Строгая дама поморщилась, а все засмеялись. Покинутый прелестной выпускницей, дядя чувствовал себя очень неуверенно.
— Ну хорошо, дорогой мой, — чудесным московским голосом, слегка затягивая гласные, словно эхом откликаясь на собственные слова, произнес приветливый член комиссии, — сыграйте-ка вы нам этюд. Ну вот такой хотя бы… Вообразите, что за дверью в коридоре или какой-нибудь комнате, бог его знает, занялся пожар. Вот вы войдите оттуда и сообщите нам об этом…
Дядя послушно кивнул головой и попятился к двери. В коридоре он перевел дух и понял, почему его даже не попросили прочесть басню или прозаический отрывок. Если на этюде он провалится, его тут же попросят выйти вон. Он подумал, что все, кому приходится играть этот этюд, наверняка утрируют драматические обстоятельства, пугают комиссию, стараются ее ошеломить, оглушить, заразить паникой. Дядя Митя ничего этого не хотел. Он потихоньку отворил высокую дверь и деликатно, стараясь не шуметь и не топать, переступил порог. Сделав несколько неверных шагов, дядя Митя замер. Он раскрыл было рот, но потом словно испугался собственной дерзости, словно проглотил с трудом уже вертевшиеся на кончике языка слова и устремил свой униженный взор, полный тем не менее отчаянного ускользающего благородства, на членов комиссии и студийцев.

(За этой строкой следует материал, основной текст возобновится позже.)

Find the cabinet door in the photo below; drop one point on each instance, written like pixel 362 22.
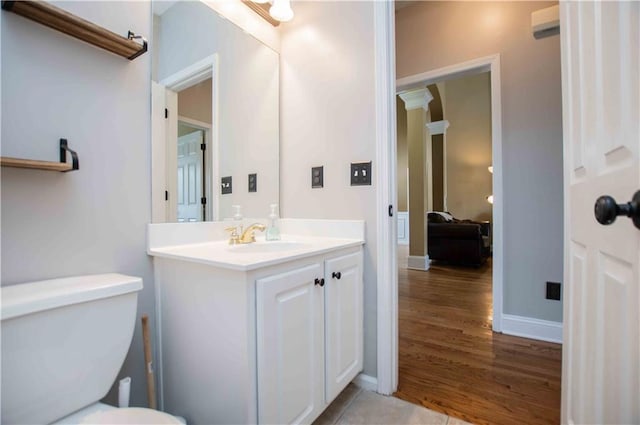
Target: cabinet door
pixel 343 321
pixel 290 346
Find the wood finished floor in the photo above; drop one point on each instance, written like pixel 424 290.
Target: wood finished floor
pixel 451 362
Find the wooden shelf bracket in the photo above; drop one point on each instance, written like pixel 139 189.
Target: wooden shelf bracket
pixel 60 20
pixel 62 166
pixel 64 148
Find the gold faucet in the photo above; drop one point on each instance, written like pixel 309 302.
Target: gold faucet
pixel 246 236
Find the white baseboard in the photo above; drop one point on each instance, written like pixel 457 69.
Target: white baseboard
pixel 366 382
pixel 529 327
pixel 418 262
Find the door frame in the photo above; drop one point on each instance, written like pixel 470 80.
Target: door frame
pixel 387 339
pixel 197 72
pixel 207 171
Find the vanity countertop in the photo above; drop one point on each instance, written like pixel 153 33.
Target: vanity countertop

Студийцы не выдержали первыми и рассмеялись сдавленно, неуверенно, стесняясь своей несдержанности. Но дяде Мите этот полузапретный смех придал сил. Он все теми же заплетающимися неверными ногами, но с выражением безумной смелости приблизился с неожиданной скоростью к столу и, как за стойку в трамвае, чтобы не упасть во время толчка, с ходу ухватился за горлышко высокого графина.
Смех уже не умолкал, хотя и негромкий; дядя выдернул из горлышка тяжелую пробку и, с трудом наклонив графин, нацедил в граненый стакан воды. Потом он взял стакан и на цыпочках, будто опасаясь кого-нибудь разбудить, устремился к двери. На полпути он вспомнил что-то и прежним заклинающим и вместе с тем самоотверженным взглядом посмотрел на присутствующих. На фоне общего негромкого смеха раздались странные фыркающие звуки. Это, изо всех сил сохраняя непроницаемую мину, смеялась председательница комиссии.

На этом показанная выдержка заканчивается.